The discussions [on these topics] that began [at DMU] last year are an important step, but there is progress yet to be made.
These discussions, in addition to curriculum changes, must continue – not as a means to change students’ ideological, spiritual, personal or cultural beliefs regarding LGBT individuals, but rather to ensure that students gain the communication skills necessary to address issues of sexual orientation and gender identity (issues we will most definitely face in clinic, whether we like it or not). These conversations are a matter of health literacy and are a crucial element in our training as future health care providers.
This past October, LGBT individuals across the country celebrated National Coming Out Day with the goal of sharing the message with friends, co-workers, colleagues and families that LGBT individuals are just that, individuals. They are people with whom we interact on a daily basis, people we already know, like and respect, who happen to be gay, lesbian, bisexual or transgender. Moreover, with roughly eight million Americans identifying as members of the LGBT communities and more than 19 million Americans reporting they engage in same-sex sexual practices, these individuals also are our future patients (the Williams Institute, 2011).
It is my hope that, as a University, we can continue to ponder and discuss ways to lay our own biases aside in order to provide excellent, evidence-based comprehensive health care for our future patients, no matter who walks through our door.
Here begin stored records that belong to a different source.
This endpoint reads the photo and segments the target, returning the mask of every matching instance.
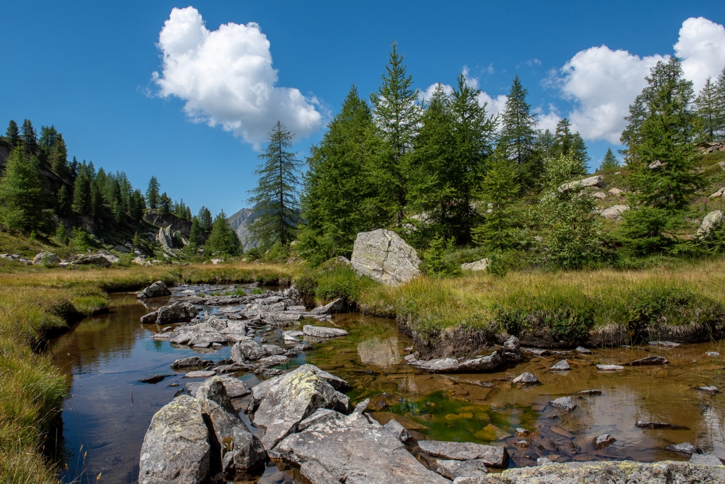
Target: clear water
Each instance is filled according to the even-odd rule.
[[[144,305],[133,294],[112,295],[109,314],[86,319],[52,341],[50,351],[73,382],[63,410],[67,465],[64,482],[96,482],[99,474],[101,483],[137,482],[139,452],[152,417],[186,383],[193,381],[170,365],[197,353],[152,339],[156,327],[139,322],[141,315],[166,302],[161,299]],[[725,391],[723,356],[705,355],[710,351],[725,355],[720,343],[683,344],[672,349],[595,349],[592,356],[536,357],[491,373],[429,375],[404,364],[411,341],[398,333],[394,321],[350,314],[334,316],[332,324],[349,330],[349,337],[315,343],[313,351],[286,366],[309,362],[346,379],[352,385],[348,394],[353,402],[370,398],[368,410],[373,417],[383,423],[395,418],[418,438],[505,445],[512,466],[534,464],[536,458],[543,456],[558,462],[686,460],[689,456],[663,448],[685,441],[725,458],[724,397],[695,389],[715,385]],[[280,330],[264,337],[283,346]],[[229,347],[225,346],[207,351],[203,357],[220,360],[228,354]],[[613,373],[598,372],[594,366],[656,354],[664,356],[670,364],[627,367]],[[563,357],[571,371],[547,371]],[[521,388],[505,381],[524,371],[536,375],[542,385]],[[170,376],[157,384],[138,383],[153,375]],[[239,377],[250,386],[258,383],[253,375]],[[170,386],[173,384],[178,386]],[[602,394],[574,396],[578,407],[571,413],[547,405],[559,396],[589,389],[601,390]],[[690,430],[643,430],[634,426],[637,420]],[[539,431],[530,447],[513,445],[521,440],[512,435],[518,427]],[[604,433],[617,441],[594,449],[592,441]],[[271,466],[259,482],[294,478],[291,470]]]

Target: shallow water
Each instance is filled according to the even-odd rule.
[[[152,340],[156,327],[144,327],[138,321],[167,301],[144,305],[133,294],[112,295],[109,314],[86,319],[51,342],[59,364],[73,378],[72,396],[63,411],[68,466],[62,475],[65,482],[95,482],[99,473],[102,483],[136,482],[141,445],[152,417],[186,383],[194,381],[183,378],[183,374],[170,365],[196,353]],[[534,357],[495,372],[428,375],[403,364],[411,341],[398,333],[394,321],[341,314],[334,317],[333,324],[349,330],[349,337],[315,343],[312,351],[287,367],[309,362],[347,380],[354,403],[370,398],[368,410],[373,417],[383,423],[396,418],[418,438],[505,445],[512,466],[534,464],[543,456],[558,462],[686,460],[689,456],[663,449],[685,441],[725,459],[724,397],[695,390],[715,385],[725,391],[724,357],[705,355],[709,351],[725,354],[720,343],[683,344],[672,349],[592,349],[591,356]],[[268,343],[283,346],[280,330],[265,338]],[[204,357],[223,359],[229,349],[207,351]],[[612,373],[594,366],[652,355],[664,356],[670,364],[627,367]],[[569,362],[570,371],[547,371],[562,358]],[[505,381],[524,371],[533,372],[542,384],[522,388]],[[138,383],[157,374],[170,376],[155,385]],[[250,386],[258,382],[253,375],[240,377]],[[179,386],[169,386],[174,384]],[[602,394],[575,396],[578,407],[569,414],[547,405],[559,396],[590,389]],[[690,430],[644,430],[634,426],[637,420]],[[513,445],[521,440],[512,435],[518,427],[539,432],[531,439],[530,447]],[[604,433],[616,442],[595,450],[592,439]],[[291,472],[271,467],[260,482],[292,478]]]

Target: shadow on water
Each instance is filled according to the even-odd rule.
[[[67,463],[64,482],[95,482],[99,473],[100,482],[136,482],[141,446],[152,417],[193,381],[175,374],[170,365],[196,353],[152,339],[157,327],[139,322],[141,315],[167,301],[144,305],[133,294],[115,294],[107,314],[88,318],[51,342],[59,364],[73,378],[62,414]],[[705,355],[709,351],[725,353],[719,343],[604,349],[590,356],[534,357],[494,372],[429,375],[405,364],[411,341],[398,332],[394,321],[339,314],[331,324],[347,329],[350,335],[314,344],[313,351],[294,359],[287,367],[309,362],[344,378],[352,387],[348,395],[354,403],[370,398],[372,416],[381,423],[397,420],[419,439],[505,445],[511,465],[535,464],[544,456],[558,462],[683,460],[689,456],[664,447],[685,441],[725,458],[724,397],[695,389],[722,383],[723,357]],[[263,338],[283,346],[280,330]],[[225,346],[205,352],[204,357],[220,360],[229,350]],[[628,367],[613,373],[599,372],[594,366],[659,354],[670,364]],[[568,361],[570,371],[548,371],[562,358]],[[542,384],[520,388],[510,381],[524,371],[533,372]],[[157,374],[170,376],[155,385],[138,383]],[[250,385],[258,383],[253,375],[241,378]],[[592,389],[601,390],[602,395],[577,394]],[[548,405],[563,396],[574,398],[578,406],[573,412]],[[643,430],[634,426],[637,420],[690,430]],[[521,439],[513,436],[517,427],[537,430],[539,435],[529,439],[529,446],[518,447],[515,444]],[[604,433],[616,441],[594,448],[592,440]],[[260,482],[295,478],[292,470],[270,467]]]

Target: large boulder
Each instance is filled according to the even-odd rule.
[[[262,397],[252,420],[265,430],[262,442],[268,451],[315,410],[334,409],[339,401],[339,393],[309,367],[300,367],[273,380],[265,385],[263,396],[252,389],[252,399]]]
[[[146,298],[160,298],[165,296],[171,296],[171,290],[166,287],[163,281],[157,280],[144,291],[141,291],[136,297],[139,299]]]
[[[719,225],[723,222],[723,212],[721,210],[713,210],[703,219],[703,223],[697,229],[697,236],[704,237],[713,229]]]
[[[386,229],[358,233],[351,263],[358,274],[390,285],[407,283],[420,274],[415,249]]]
[[[199,309],[191,303],[176,301],[169,306],[160,307],[156,314],[156,324],[170,325],[190,322],[199,316]]]
[[[395,432],[369,422],[361,412],[320,420],[286,437],[275,454],[301,465],[313,483],[450,484],[416,460]]]
[[[154,415],[144,437],[139,484],[191,484],[209,478],[209,430],[196,399],[181,395]]]
[[[210,427],[212,459],[219,459],[227,480],[249,474],[265,462],[265,449],[231,404],[223,381],[212,377],[196,390],[202,414]]]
Will Narracci completed his second year in DMU’s osteopathic medical program in May; he’s also pursuing his master of public health degree. He is past president of the DMU American Medical Association/Iowa Medical Society and past co-president of the DMU Gay Straight Alliance. This article is excerpted from the fall 2011 issue of The Innominate, a publication by DMU students.
*Obedin-Maliver, J.; Goldsmith, E.S.; Stewart, L.; White, W.; Tran, E.; Brenman, S.; Wells, M.; Fetterman, D.M.; Garcia, G.; Lunn, M.R. (2011). Lesbian, gay, bisexual and transgender-related content in undergraduate medical education. Journal of the American Medical Association, 306:9, 971-977.